For pping, I unfortunately see no way for the program to work with
only information local to each CPU core individually. The per-packet
identifier and timestamps need to be global, as there is no guarantee
that the same core that timestamped a packet will process the response
for that packet. Likewise, the per-flow information, like the time of
the last timestamping, also needs to be global. Otherwise rate limit
would be per-CPU-per-flow rather than just per-flow.

In practice, packets from the same flow are apparently often handled
by the same CPU, but this is not guaranteed, and therefore not
something we can rely on (especially when state needs to be shared by
both ingress and egress). Could try to use a CPU map to enforce this
behavior, but probably not a great idea.

## Concurrency issues
In addition to the performance hit, sharing global state between
multiple concurrent processes risks running into concurrency issues
unless access is synchronized in some manner (in BPF, the two
mechanics I know of are atomic adds and spin-locks for maps). With the
risk of me misunderstanding the memory model for BPF programs (which
from what I can tell I'm probably not alone about), I will attempt to
explain the potential concurrency issues I see with the pping
implementation.

The current pping implementation already has a potential concurrency
issue. When matches for identifiers are found on ingress, a check is
performed to see if the timestamp has already been used or
not. Multiple packets processed in parallel could potentially all
find that the timestamp is unused, before any of them manage to mark
it as used for the others. This may result in pping matching several
responses to a single timestamp entry and reporting the RTTs for each
of them. I do not consider this a significant issue however, as if
they are concurrent enough that they manage to lookup the used status
before another has time to set it, the difference in time between them
should be very small, and therefore compute very similar RTTs. So the
reported RTTs should still be rather accurate, just over-reported.

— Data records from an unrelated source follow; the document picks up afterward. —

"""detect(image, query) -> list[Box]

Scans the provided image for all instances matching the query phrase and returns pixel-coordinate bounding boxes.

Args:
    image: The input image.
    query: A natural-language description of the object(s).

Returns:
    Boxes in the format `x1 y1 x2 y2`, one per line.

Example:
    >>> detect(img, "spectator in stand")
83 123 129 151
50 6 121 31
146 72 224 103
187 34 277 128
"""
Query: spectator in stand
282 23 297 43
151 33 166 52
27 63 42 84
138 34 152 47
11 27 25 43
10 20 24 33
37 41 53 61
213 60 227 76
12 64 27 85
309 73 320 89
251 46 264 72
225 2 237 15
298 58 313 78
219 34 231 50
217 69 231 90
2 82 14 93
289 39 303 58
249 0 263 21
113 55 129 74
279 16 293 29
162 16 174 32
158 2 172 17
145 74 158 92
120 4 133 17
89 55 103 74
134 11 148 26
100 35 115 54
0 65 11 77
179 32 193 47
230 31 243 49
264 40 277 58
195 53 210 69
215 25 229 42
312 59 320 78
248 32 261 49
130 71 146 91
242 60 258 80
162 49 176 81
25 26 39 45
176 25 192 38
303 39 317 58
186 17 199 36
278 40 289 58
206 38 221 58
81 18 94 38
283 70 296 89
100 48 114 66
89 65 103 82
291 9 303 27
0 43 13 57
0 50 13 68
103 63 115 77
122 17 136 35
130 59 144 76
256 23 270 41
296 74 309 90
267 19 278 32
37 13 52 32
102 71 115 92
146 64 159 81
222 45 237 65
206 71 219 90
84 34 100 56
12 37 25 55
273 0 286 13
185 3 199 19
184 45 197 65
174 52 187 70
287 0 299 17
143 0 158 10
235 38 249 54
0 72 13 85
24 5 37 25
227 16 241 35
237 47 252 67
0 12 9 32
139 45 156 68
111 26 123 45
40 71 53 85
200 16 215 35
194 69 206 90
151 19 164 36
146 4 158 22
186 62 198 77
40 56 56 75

When adding sampling and per-flow information, some additional
concurrency issues may be encountered. Mainly, multiple packets may
find that they are allowed to add a new timestamp, before they manage
to update the time of last added time-stamp in the per-flow
state. This may lead to multiple attempts at creating a timestamp at
approximately the same time. For TCP timestamps, all the identifiers
are likely to be identical (as the TCP timestamp itself is only
updated at limited rate), so only one of them should succeed
anyways. If using identifiers that are more unique however, such as
TCP sequence numbers, then it's possible that a short burst of entries
would be created instead of just a single entry within the rate-limit
for the flow.

Overall, I don't think these concurrency issues are that severe, as
they should still result in accurate RTTs, just some possible
over-reporting. I don't believe these issues warrants the performance
impact and potential code complexity of trying to synchronize
access. Furthermore, from what I understand these concurrency issues
are not too likely to occur in reality, as packets from the same flow
are often processed on the same core.

## Global variable vs single-entry map
With BTF, there seems like BPF programs now support the use of global
variables. These global variables can supposedly be modified from user
space, and should from what I've heard also be more efficient than map
lookups. They therefore seem like promising way to pass some
user-configured options from userspace to the BPF programs.

I would however need to lookup how to actually use these, as the
examples I've seen have used a slightly different libbpf setup, where
a "skeleton" header-file is compiled and imported to the userspace
program. There should be some examples in the [xdp-tools
repository](https://github.com/xdp-project/xdp-tools).

The alternative I guess would be to use a
`BPF_MAP_TYPE_PERCPU_ARRAY` with a single entry, which is filled in
with the user-configured option by the userspace program.